The reasoning seems to be that this will ultimately lure folks out of their cars — and onto cleaner forms of transport, like buses and bikes.
Metro Vancouver’s suburbanites should be taking notice. Faced with sketchy public transit, they’re the ones most likely to drive carbon-belching minivans and station wagons — as they commute from far-flung neighbourhoods or shuttle their kids around to hockey games and ballet classes.
And like it or not, they’ll have no choice but to pay up.
It’s a scenario that has some pundits gloating from their moral high grounds, including noted “new urbanist” James Howard Kunstler, who visited Vancouver recently to deliver his grim vision for suburbs in the Lower Mainland and beyond.
In his book, The Long Emergency, Kunstler writes that “suburbia will come to be regarded as the greatest misallocation of resources in the history of the world.

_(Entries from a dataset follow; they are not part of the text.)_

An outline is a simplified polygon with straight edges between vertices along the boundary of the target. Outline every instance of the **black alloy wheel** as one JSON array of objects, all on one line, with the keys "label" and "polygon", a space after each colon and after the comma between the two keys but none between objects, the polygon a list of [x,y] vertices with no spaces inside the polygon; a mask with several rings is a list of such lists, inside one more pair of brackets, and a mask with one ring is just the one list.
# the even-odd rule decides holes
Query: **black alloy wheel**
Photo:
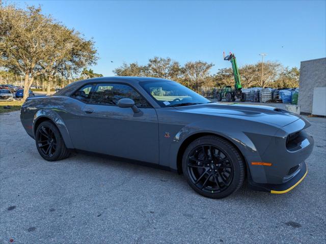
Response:
[{"label": "black alloy wheel", "polygon": [[42,152],[51,157],[56,152],[57,140],[55,133],[49,127],[43,126],[38,128],[37,143]]},{"label": "black alloy wheel", "polygon": [[240,152],[227,140],[205,136],[192,142],[182,158],[182,171],[195,191],[222,198],[242,185],[245,164]]},{"label": "black alloy wheel", "polygon": [[50,120],[42,122],[35,132],[36,147],[43,158],[55,161],[68,158],[70,154],[59,129]]},{"label": "black alloy wheel", "polygon": [[204,144],[194,148],[188,157],[188,174],[193,183],[210,193],[223,192],[233,177],[233,166],[221,148]]}]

It has a tragic destiny.” But even though the chattering classes have designated SUV-driving suburbanites as the doomed villains of modern cities, the numbers tell a different story.
Recent Statistics Canada figures show that immigrants to Canada increasingly are flocking to the suburbs of our major urban regions, including Metro Vancouver.
The dark side of the suburban dream, at least for newcomers, has been overlooked in the pursuit of affordable housing, spacious backyards and, yes, the white picket fence.
Not only are the suburbs increasingly multicultural, the StatsCan figures show they are also younger. They have more children.
According to B.C. census numbers, meanwhile, the biggest growth in our region is in places like Surrey, Mission, Chilliwack and Abbotsford, where single-family homes still rule.
In the City of Vancouver, where condo towers continue to sprout, the population growth rate lags behind Metro Vancouver as a whole.
British Columbians are voting with their feet. And they’re opting for suburbia.
Folks like Kunstler can rage against the suburbs all they want — but wishing them away won’t make it so.